Further, VXLAN’s primary benefit is also a potential drawback: you have to manually configure each tunnel end point to mesh it with the rest of them. Vendors such as Arista provide a way to do that automatically using their services. Or the network team can write automation to handle the addition and subtraction of VXLAN TEPs. Neither of these are more or less advantageous, but it’s something that must be kept in mind if the idea of manually meshing a lot (eg: 120?) switches together with their upstream routers seems daunting.
Another small drawback is the encapsulation. It adds a small amount of overhead to the Ethernet frames. If you’re not running jumbos through your network (and… why aren’t you?) then you’ll get fragmentation for TCP connections, which will probably end up failing. Make sure any link in which a VXLAN tunnel may traverse has an MTU set higher than the end point servers’ MTUs.
Finally there’s a tiny bit of potential confusion while troubleshooting. But that’s easily overcome with exposure. You have to remember to check the VXLAN MAC address table as well as the normal MAC address table. You also have to remember that traceroutes into the network will have 1 less hop than out of the network. Each switch is still providing the local default route for the servers, so that’s the first hop their outgoing traceroute will hit. If the destination is outside of the network, then the next hop will be the router. Incoming traceroutes will first hit the router, and then be turned into an L2 packet which traceroute won’t see. But again, it’s just exposure.

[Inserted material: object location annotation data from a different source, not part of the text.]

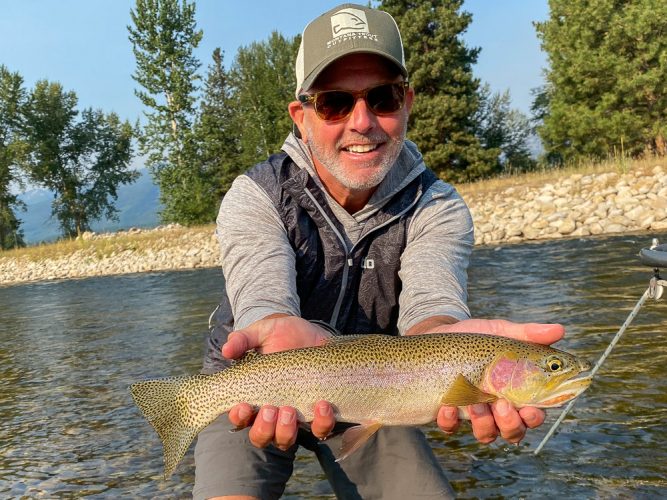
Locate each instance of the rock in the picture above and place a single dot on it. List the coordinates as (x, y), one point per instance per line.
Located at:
(566, 226)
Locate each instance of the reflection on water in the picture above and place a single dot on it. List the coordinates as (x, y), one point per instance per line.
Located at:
(69, 349)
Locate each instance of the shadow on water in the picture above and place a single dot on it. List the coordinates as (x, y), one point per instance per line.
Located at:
(69, 349)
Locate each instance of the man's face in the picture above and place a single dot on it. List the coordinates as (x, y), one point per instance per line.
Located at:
(355, 153)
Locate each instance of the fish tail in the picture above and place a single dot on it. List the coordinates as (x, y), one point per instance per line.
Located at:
(166, 406)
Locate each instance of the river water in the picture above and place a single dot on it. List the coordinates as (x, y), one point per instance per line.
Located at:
(69, 350)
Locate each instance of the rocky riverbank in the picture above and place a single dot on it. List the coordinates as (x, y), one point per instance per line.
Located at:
(575, 205)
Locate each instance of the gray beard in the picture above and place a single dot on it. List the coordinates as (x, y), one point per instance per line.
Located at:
(334, 167)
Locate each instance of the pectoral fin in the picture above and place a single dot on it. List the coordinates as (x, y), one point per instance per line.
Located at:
(463, 393)
(355, 437)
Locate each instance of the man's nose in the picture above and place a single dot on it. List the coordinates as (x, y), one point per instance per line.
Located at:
(362, 119)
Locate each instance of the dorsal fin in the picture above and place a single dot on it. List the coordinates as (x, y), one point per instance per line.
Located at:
(248, 356)
(463, 393)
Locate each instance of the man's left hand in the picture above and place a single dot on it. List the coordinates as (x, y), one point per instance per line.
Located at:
(500, 417)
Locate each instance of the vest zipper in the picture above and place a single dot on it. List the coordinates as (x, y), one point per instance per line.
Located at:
(349, 262)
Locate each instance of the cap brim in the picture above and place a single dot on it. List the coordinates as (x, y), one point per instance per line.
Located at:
(310, 79)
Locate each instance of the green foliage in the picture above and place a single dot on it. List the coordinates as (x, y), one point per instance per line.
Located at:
(218, 142)
(244, 116)
(501, 127)
(605, 93)
(82, 162)
(440, 68)
(12, 97)
(262, 84)
(163, 37)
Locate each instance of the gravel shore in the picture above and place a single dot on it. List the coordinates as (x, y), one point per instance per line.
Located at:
(575, 206)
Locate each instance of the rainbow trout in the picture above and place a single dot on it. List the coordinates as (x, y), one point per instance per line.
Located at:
(372, 380)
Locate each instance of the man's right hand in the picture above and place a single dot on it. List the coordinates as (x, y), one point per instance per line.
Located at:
(271, 424)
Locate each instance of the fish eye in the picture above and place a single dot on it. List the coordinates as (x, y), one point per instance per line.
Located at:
(554, 364)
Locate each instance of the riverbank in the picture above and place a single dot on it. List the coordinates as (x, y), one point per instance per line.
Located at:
(522, 208)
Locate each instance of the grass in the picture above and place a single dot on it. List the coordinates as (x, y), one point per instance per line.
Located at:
(545, 176)
(106, 245)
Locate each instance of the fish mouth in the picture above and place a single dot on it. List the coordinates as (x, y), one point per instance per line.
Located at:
(567, 391)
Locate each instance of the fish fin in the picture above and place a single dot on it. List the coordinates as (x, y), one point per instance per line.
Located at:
(463, 393)
(340, 339)
(355, 437)
(247, 356)
(158, 400)
(304, 425)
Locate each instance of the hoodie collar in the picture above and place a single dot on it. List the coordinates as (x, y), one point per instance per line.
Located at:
(409, 165)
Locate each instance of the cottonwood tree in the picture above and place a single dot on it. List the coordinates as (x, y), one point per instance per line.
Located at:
(605, 91)
(442, 121)
(164, 35)
(82, 161)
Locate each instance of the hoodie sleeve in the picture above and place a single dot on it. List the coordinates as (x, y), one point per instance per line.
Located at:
(435, 261)
(257, 259)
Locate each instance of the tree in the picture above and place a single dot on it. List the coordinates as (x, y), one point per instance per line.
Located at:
(262, 83)
(12, 97)
(506, 129)
(83, 162)
(606, 78)
(163, 38)
(244, 115)
(440, 69)
(218, 141)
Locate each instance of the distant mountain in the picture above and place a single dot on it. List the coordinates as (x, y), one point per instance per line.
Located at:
(138, 206)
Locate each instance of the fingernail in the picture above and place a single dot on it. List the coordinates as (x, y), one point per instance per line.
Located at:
(479, 409)
(269, 414)
(286, 417)
(451, 413)
(502, 408)
(244, 413)
(529, 418)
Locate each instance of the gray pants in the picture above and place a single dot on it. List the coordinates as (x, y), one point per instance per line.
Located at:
(396, 463)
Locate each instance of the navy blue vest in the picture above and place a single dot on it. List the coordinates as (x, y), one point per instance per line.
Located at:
(354, 290)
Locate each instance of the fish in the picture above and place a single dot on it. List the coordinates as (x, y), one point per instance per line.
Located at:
(370, 380)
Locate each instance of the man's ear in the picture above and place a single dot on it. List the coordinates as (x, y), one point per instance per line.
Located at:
(296, 112)
(409, 99)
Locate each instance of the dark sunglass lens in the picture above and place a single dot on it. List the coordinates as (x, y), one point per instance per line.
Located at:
(334, 105)
(386, 99)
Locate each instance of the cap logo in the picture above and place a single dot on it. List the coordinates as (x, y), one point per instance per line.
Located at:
(347, 20)
(349, 24)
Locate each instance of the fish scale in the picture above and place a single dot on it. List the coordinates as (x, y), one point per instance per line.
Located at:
(374, 380)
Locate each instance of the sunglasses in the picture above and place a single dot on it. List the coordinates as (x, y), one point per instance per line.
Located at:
(334, 105)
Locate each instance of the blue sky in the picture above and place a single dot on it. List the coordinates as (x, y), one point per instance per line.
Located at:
(83, 44)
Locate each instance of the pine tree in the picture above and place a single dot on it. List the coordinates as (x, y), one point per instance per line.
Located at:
(12, 97)
(605, 92)
(218, 140)
(262, 83)
(164, 37)
(440, 67)
(501, 127)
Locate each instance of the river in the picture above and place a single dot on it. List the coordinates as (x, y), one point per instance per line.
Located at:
(69, 350)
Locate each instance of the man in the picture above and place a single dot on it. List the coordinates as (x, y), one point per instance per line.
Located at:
(345, 230)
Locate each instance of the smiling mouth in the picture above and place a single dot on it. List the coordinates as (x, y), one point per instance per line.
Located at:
(361, 148)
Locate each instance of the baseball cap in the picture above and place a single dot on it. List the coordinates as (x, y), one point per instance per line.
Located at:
(346, 29)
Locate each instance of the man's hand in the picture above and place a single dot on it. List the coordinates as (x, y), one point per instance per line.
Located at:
(499, 418)
(277, 425)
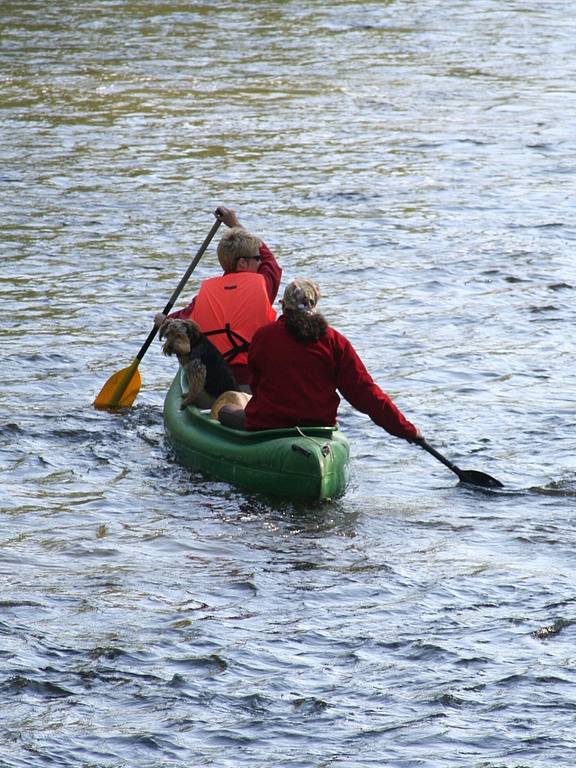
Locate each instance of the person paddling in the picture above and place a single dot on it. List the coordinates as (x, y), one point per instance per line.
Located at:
(299, 364)
(231, 307)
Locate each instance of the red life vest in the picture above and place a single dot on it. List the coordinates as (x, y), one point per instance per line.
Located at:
(229, 309)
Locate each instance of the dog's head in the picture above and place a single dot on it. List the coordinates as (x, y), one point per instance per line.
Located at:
(179, 336)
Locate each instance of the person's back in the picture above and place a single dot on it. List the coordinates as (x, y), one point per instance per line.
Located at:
(231, 307)
(299, 364)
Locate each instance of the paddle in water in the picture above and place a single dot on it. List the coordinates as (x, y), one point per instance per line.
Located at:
(468, 476)
(121, 389)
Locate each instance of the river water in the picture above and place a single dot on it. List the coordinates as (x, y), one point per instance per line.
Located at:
(417, 158)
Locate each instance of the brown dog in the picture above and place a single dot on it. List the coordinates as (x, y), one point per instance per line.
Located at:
(207, 372)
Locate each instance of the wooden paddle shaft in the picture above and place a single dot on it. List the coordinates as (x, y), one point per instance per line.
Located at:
(179, 287)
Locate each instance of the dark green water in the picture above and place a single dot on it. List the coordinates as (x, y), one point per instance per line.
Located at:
(415, 158)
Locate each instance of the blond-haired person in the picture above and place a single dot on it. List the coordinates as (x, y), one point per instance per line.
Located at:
(230, 308)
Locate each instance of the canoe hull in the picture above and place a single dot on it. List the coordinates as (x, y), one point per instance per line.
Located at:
(309, 463)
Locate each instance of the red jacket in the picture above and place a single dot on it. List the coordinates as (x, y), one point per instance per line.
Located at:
(229, 309)
(294, 383)
(272, 273)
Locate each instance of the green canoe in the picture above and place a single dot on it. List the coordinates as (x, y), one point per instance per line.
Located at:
(302, 463)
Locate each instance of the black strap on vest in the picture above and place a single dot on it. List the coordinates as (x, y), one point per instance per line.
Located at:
(238, 344)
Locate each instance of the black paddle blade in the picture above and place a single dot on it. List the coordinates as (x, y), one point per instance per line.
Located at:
(481, 479)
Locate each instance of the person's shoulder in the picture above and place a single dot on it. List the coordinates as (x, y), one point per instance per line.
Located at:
(267, 330)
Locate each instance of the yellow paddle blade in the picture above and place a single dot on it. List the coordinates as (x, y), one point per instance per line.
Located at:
(121, 389)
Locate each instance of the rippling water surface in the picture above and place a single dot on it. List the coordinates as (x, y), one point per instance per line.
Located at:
(418, 159)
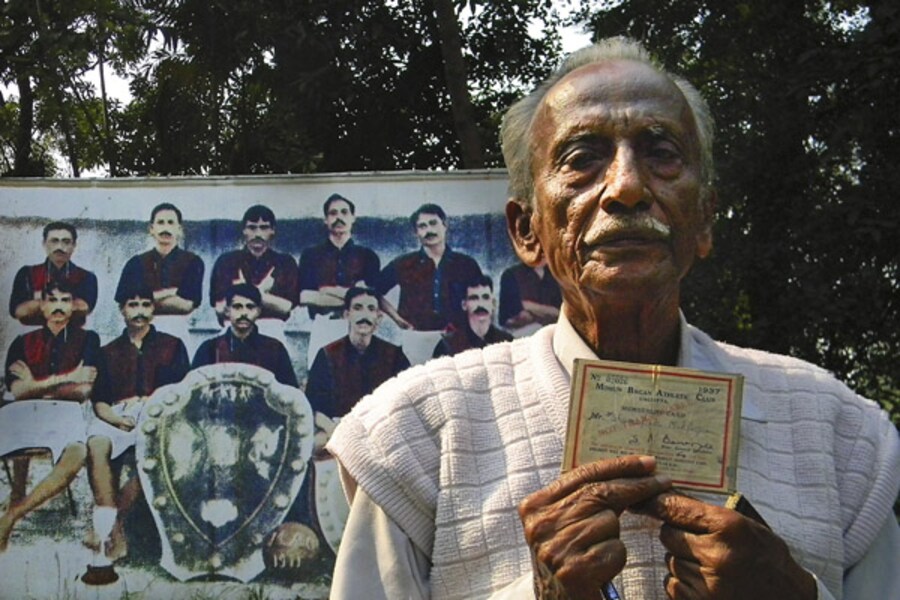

So what can you do with this technology? How can you apply it to your network in the real world? Well, how about VMWare? Are you still one of the companies deploying VMWare’s ESXi at scale? Are you using VMWare’s God-awful VMotion technology to move VMs between your hypervisors because the systems running on it can’t deal with failures? Well, you’re in luck. You can span the VMotion and production VLANs between each of the switches as shown in the examples, and then VMotion your VMs to your heart’s content. In other word: use the crutch.
OpenStack is the hotness right now. Unfortunately, the networking part of OpenStack, Neutron, is still maturing. And it has a long way to go. If you’re using Tenant based networks with OpenStack, you’re also using Neutron as a gateway so that it can NAT connections for your tenant. And if you want your Neutron infrastructure to live in different racks for some rack redundancy (a good thing!), then the VLAN for the NAT (public) side of the Neutron boxes in each rack needs to be spanned. That way if your tenant gets attached to a Neutron box in Rack 1, it’ll have the same external NAT IP as it would being attached to a Neutron box in rack 3. Well, VXLAN can virtually span those public VLANs for you so that you don’t have to trunk them between the switches.
What about the back side of Neutron, and the Compute nodes? Well, they actually have VXLAN built in, because it’s part of Open vSwitch. So the servers can create virtual VLAN spans between them, even if they’re in different L3 domains in different racks.
There are lots of other applications of this tech. How about a load balancer connected to your routers somewhere in your network? If it has to send L2 traffic to the target servers because those servers need to see the real client IP address (ie: XFF headers won’t work), then you can VXLAN the load balancer to the switches that the target servers live on.
I’m not a fan of providing this crutch to system builders. It’s like being an enabler for a drug user. They’ll continue to lean on the crutch until it’s kicked out from under them, and the result will be: poorly scaled systems. Unfortunately, it’s a rare instance where a network savvy person actually has the final say in a system architecture. That means the network engineers and architects will be forced to designed compromised networks. VXLAN allows them to provide that crutch without the compromises.